Jack Vance's wizards (You know, the ones D&D's spellcasting was inspired by) generally couldn't keep more than three or four spells memorized at once, so they had to be good at swordfighting and running away as well.

Discworld wizards spend a lot of time NOT doing magic, since doing too much of it has a non-trivial risk of causing runs in the fabric of reality.

Plenty of fantasy wizards die when a spell they cast or a creature they summoned gets out of control - that's not impossible in PF, but it's REALLY tough to do.

In fantasy RPGs:
Using Call of Cthulhu magic will drive you insane.

Unknown Armies magic requires insanity in the form of an all-consuming obsession.

Sorcerer's only magic is to summon demons, doing so makes you less human, and you have cajole them into doing what you want.

Exalted's Sorcery is potentially world-changingly powerful, but it's long, time-consuming, exhausting, and occasionally risky rituals (and the Essence-powered tricks the other Exalted can do are just as powerful, and a lot faster).

Shadowrun magic is physically tiring to use, as is GURPS's default system.

Ars Magica has immensely powerful magic... and being able to do it makes most normal people want to run away or kill you. (And every player in that game is expected to make a mage character AND a few mundane sidekicks to play.)

There are plenty of ways to do magic in fantasy and fantasy RPGs besides the Caster Omnipotence that Pathfinder inherited.


pickin_grinnin wrote:
In real world magic systems (not saying I believe they work) from various cultures, you typically don't see things like battle mages.

That's because (as far as I know) no real-world magic system is a working substitute for heavy artillery.

pickin_grinnin wrote:


Getting back to Pathfinder, magic using classes are not inherently more powerful or effective than those that don't use magic, because I design and run my games (and entire campaigns) to make sure that a couple of classes don't dominate everything.

For example, there are just as many opportunities to shine (or fail) as a rogue or fighter as there are for magic wielders. I take things like hand gestures, vocal components, line of sight, etc. into consideration. When intelligent enemies figure out who knows magic, they target them in appropriate ways. Many of the challenges I present simply can't be solved with any of the existing spells. Etc. etc. In my games, actual roleplaying and creative, intelligent decisions will typically get a character much further than simply relying on class-based abilities.

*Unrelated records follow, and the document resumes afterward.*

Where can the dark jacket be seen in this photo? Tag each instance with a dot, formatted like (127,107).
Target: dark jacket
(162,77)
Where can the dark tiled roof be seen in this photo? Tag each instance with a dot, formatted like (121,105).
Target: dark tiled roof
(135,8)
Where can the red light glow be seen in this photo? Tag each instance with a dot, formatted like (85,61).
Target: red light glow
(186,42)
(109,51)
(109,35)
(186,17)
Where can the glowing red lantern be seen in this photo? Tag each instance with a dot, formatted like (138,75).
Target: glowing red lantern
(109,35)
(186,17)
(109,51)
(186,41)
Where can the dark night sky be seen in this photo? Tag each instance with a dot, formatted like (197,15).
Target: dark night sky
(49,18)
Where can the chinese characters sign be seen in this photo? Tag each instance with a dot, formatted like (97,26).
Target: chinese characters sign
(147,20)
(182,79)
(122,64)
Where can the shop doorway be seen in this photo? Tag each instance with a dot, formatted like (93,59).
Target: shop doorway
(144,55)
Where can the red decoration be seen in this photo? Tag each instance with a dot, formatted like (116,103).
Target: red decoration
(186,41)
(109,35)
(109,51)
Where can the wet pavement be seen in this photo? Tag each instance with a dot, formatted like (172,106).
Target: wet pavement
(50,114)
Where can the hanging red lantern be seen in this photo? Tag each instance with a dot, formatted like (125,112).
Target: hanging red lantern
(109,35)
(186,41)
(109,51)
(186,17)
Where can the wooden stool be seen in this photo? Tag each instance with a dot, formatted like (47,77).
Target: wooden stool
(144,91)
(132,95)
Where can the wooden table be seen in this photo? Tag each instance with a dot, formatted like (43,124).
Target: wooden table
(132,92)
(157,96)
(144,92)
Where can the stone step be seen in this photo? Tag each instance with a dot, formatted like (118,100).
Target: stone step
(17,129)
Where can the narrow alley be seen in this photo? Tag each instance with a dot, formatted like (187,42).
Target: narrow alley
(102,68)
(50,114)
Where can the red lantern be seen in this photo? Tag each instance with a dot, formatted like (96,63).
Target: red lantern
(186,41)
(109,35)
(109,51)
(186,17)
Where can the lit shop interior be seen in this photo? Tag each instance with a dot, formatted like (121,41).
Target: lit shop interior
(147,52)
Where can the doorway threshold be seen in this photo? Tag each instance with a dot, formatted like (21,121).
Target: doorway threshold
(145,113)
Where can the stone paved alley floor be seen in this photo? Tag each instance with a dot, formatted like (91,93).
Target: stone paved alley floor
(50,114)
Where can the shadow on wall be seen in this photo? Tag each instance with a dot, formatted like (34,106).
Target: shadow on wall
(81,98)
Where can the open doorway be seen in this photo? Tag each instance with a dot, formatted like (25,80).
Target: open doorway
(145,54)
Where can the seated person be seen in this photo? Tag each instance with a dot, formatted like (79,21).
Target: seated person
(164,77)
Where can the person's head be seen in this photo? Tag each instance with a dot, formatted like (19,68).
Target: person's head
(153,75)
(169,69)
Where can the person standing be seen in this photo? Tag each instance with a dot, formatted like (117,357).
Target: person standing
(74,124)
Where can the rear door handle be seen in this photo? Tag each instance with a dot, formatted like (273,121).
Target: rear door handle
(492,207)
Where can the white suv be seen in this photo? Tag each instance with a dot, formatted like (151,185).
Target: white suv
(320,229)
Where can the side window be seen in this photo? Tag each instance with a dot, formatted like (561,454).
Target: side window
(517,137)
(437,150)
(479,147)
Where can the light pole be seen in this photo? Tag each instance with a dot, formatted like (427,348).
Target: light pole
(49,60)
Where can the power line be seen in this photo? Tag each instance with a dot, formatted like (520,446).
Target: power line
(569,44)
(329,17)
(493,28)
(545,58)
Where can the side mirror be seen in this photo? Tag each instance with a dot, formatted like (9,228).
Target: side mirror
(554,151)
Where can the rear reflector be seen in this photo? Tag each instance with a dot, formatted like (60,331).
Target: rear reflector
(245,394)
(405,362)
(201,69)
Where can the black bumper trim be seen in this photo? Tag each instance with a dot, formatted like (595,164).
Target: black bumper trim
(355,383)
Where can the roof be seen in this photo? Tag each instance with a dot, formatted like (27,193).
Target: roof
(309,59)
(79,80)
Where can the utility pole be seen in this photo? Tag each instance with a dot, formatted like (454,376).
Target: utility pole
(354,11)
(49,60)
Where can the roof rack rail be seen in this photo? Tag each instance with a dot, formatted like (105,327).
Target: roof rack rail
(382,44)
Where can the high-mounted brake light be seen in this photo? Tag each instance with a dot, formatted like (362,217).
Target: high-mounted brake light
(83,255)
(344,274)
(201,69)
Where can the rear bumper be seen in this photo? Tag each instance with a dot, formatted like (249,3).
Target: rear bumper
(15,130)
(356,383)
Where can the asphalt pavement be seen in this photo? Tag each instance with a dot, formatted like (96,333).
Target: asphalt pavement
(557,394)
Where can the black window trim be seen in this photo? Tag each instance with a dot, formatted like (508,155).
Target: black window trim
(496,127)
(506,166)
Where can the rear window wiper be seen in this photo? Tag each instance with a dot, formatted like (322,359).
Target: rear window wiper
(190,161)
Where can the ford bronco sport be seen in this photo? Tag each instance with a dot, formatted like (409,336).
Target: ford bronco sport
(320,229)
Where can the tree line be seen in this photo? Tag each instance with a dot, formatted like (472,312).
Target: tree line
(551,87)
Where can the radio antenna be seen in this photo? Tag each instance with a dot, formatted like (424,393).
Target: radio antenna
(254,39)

How do you manage to keep the spellcasters from short-circuiting entire plots out of combat?

"Bob's been poisoned! We need to find the antidote before-" "Neutralize poison".

"We need to reach the top of Mount Murder to-" "Fly."

"We have to figure out who killed Dr. Lucky-" "Speak with Dead."
"The murderer was masked, so-" "Divination."

"The princess is cursed, and we need to-" "Remove Curse."

And so on, ad nauseam.

I know a lot of these magic short-cuts can be thwarted... but only by OTHER MAGIC.